Alors qu’à l’occasion du lancement d’« Octobre rose », la controverse sur le dépistage du cancer du sein et ses risques de surdiagnostic et de surtraitement refait surface, la société française de sénologie et de pathologie mammaire (SFSPM) met en avant les « ratés » du dépistage et les cancers de l’intervalle. Et souligne l’importance de la clinique.

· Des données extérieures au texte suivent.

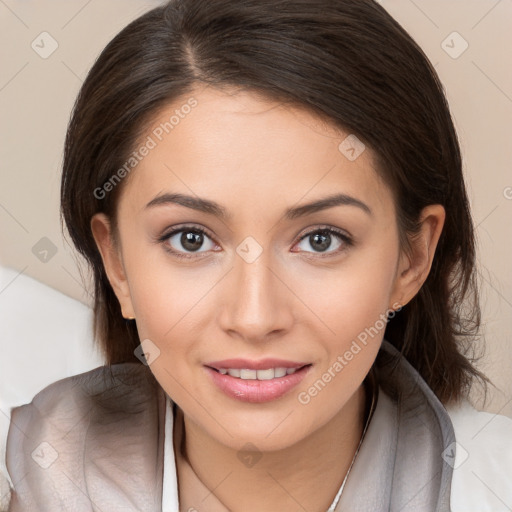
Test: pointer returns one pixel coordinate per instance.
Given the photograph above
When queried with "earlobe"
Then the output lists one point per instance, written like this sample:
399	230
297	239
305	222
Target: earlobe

Et si l’écueil du dépistage du cancer du sein n’était pas tant le surdiagnostic et le surtraitement que le « sous-diagnostic » ? Alors qu’à l’occasion du lancement d « Octobre rose », la controverse sur le dépistage du cancer du sein et ses « excès » revient sur le devant de la scène (voir encadré), la Société Française de Sénologie et de Pathologie Mammaire (SFSPM) a, pour sa part, attiré l’attention sur les « ratés » du dépistage et les cancers de l’intervalle.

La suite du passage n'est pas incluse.